We were about five minutes into the trek when Vong started talking about his favorite subject: money.  First up was a story about how, when he was a high school student, he fell madly in love with a 19-year-old Hmong-American girl who came to visit Laos with her parents.  He ditched school and they spent one glorious week together, motorbiking around the countryside and etc; alas, it was not to be, as her striving, upwardly-mobile parents didn’t like the idea of their daughter starting a relationship with some dropout from the sticks.  Just in case we didn’t understand why, exactly, they would disapprove of him, he drove the point home (“They think: Our daughter must marry an American.  A rich man.  But I am a poor, poor boy!  So she cannot marry me.  I have no money.  They don’t like this”).
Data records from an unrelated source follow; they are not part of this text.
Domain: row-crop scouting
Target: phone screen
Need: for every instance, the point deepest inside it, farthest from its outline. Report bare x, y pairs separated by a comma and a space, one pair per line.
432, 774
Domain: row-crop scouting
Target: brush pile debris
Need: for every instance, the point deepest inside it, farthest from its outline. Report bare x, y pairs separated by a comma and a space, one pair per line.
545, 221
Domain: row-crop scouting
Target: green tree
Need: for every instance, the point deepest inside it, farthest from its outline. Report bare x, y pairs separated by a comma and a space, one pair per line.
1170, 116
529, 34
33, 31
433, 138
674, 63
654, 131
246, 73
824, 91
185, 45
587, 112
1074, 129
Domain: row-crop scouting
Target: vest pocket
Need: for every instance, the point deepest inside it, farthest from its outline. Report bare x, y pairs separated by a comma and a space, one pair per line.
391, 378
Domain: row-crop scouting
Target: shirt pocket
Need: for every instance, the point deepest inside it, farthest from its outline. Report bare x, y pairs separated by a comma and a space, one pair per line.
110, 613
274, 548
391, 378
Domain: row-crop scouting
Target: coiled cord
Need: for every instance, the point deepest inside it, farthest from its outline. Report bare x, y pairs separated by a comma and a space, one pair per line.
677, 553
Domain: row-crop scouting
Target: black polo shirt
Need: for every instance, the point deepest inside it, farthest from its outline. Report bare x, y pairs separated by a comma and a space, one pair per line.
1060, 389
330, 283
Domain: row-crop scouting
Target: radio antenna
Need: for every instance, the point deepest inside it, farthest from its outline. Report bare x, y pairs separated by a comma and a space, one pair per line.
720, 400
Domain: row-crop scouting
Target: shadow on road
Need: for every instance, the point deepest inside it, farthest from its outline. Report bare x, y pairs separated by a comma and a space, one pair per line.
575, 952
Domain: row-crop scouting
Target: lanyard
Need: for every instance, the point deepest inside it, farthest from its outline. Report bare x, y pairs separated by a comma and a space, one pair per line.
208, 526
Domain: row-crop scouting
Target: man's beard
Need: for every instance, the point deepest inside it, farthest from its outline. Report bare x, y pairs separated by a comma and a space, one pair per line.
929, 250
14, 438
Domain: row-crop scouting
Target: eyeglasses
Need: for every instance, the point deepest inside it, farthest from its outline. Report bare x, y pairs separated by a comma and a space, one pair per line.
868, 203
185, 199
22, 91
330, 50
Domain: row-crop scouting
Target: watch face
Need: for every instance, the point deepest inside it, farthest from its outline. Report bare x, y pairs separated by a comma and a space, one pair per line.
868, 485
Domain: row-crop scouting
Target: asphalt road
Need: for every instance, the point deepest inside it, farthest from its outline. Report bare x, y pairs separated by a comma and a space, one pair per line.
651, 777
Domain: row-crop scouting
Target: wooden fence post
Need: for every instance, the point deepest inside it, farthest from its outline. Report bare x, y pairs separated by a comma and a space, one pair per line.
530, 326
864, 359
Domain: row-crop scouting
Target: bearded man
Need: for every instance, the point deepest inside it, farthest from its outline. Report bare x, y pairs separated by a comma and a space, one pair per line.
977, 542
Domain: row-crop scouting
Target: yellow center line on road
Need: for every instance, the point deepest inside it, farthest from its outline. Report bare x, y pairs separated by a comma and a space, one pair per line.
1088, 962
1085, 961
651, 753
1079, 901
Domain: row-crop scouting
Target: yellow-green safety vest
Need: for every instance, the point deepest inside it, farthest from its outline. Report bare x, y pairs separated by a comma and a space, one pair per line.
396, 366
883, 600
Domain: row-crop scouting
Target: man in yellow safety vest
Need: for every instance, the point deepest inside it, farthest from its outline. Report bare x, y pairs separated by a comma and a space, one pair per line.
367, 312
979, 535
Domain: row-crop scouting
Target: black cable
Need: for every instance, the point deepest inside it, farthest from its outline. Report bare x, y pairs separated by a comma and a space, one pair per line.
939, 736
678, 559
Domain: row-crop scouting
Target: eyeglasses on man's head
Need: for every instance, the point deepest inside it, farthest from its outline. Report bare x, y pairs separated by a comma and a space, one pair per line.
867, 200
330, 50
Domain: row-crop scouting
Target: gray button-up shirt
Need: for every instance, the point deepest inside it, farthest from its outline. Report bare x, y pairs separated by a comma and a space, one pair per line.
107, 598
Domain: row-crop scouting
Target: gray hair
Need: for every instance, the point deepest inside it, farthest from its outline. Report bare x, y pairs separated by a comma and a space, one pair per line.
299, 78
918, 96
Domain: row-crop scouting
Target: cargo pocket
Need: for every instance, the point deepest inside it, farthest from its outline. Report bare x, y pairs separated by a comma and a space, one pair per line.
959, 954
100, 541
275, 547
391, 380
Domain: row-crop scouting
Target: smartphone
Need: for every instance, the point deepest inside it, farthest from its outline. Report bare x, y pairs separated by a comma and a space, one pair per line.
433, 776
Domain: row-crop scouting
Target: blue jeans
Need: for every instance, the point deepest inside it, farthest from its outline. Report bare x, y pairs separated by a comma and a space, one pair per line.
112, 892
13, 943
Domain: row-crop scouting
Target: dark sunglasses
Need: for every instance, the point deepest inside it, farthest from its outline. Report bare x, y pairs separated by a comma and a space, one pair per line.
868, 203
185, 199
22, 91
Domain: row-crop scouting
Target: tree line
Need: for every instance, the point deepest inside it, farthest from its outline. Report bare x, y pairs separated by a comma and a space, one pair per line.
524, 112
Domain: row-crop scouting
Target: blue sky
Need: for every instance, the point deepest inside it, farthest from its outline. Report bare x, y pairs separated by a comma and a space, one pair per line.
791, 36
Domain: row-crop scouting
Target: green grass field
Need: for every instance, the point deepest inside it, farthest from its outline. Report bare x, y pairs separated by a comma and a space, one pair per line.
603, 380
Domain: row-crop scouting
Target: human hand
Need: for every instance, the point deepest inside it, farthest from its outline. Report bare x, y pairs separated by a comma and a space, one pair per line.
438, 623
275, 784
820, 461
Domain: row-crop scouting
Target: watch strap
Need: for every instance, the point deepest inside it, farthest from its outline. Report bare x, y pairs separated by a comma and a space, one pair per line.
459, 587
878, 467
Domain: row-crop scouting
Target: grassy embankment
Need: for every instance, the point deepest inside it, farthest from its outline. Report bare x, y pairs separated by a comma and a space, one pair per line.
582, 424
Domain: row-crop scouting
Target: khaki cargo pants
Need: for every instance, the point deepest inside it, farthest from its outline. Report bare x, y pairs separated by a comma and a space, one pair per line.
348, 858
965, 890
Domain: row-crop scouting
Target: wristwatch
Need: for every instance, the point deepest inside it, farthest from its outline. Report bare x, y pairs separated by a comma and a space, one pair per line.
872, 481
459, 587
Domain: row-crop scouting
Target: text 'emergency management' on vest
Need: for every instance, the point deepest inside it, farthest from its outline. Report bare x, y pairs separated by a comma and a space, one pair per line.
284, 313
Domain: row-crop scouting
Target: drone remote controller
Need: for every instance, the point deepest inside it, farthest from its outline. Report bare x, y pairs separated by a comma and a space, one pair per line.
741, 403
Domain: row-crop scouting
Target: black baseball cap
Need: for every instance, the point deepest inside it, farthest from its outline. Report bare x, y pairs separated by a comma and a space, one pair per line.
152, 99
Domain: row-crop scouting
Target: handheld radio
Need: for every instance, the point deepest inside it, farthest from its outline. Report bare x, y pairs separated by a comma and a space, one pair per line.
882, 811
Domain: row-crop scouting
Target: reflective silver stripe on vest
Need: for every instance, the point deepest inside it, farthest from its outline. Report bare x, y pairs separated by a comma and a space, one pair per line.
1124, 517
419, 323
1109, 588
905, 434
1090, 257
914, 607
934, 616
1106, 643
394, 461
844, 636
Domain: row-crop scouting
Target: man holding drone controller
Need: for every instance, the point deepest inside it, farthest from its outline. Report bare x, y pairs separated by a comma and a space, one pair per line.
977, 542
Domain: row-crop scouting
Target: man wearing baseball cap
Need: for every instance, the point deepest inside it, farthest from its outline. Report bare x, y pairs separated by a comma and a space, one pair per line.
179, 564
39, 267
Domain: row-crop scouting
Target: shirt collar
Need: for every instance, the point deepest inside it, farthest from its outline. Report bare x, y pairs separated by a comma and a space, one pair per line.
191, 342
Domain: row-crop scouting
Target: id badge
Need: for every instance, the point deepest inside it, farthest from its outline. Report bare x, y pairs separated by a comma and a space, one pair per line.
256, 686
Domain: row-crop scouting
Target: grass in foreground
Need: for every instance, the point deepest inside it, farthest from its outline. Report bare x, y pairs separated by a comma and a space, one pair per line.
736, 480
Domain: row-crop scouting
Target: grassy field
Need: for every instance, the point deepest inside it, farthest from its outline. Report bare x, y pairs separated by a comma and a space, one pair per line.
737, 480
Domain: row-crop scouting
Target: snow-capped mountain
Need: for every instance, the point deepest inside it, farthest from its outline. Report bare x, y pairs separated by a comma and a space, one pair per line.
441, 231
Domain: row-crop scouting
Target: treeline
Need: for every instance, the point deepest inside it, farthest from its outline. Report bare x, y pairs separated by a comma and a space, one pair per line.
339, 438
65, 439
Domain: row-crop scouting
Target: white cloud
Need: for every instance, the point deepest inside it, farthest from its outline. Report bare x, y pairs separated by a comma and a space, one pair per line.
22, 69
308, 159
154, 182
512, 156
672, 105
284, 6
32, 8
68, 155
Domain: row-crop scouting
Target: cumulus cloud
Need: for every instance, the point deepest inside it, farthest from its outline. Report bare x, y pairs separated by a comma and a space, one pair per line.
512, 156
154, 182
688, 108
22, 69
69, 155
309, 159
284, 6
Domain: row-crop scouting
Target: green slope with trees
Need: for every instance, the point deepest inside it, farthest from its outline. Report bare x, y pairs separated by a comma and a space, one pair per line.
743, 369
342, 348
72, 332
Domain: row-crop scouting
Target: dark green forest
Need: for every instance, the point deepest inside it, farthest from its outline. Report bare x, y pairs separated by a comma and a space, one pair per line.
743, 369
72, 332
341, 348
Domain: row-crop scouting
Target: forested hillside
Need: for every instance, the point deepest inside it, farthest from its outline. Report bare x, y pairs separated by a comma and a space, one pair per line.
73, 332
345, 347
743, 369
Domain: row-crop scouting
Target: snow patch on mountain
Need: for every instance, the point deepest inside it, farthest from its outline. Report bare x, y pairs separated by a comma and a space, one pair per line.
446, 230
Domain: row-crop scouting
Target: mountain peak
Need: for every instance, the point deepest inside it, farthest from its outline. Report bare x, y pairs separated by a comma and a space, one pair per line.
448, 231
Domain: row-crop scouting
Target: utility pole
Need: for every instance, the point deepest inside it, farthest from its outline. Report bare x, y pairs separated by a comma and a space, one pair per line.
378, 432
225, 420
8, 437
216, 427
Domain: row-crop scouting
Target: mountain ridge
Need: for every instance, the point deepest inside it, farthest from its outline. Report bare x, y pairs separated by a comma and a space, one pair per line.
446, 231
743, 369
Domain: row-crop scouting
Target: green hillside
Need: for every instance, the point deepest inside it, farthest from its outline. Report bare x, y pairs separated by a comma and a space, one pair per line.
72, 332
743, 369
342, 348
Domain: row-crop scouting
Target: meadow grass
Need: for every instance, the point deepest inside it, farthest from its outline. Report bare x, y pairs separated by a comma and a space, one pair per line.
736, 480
Next up was a morality tale about a recently-married Lao couple (“very poor”).  As the story goes, the husband coerces his beautiful wife into posting her photos online (“because they have no money”).  Soon enough, an American man (“very rich”) starts writing her, and over the course of several months he sends lots of money, which the husband uses to buy a new house and a car.  The American eventually starts asking when he can visit; the husband tells his long-suffering wife that she will meet the American at the airport and take him back to a hotel, where the husband will be waiting to rob him for even more money.  The wife dutifully goes to the airport, but — what’s this? — the American turns out to be a very young, handsome man.  And so the two of them fall in love and run away to America together, leaving the conniving husband behind (“He is so sad after that.  And: he has no more money”).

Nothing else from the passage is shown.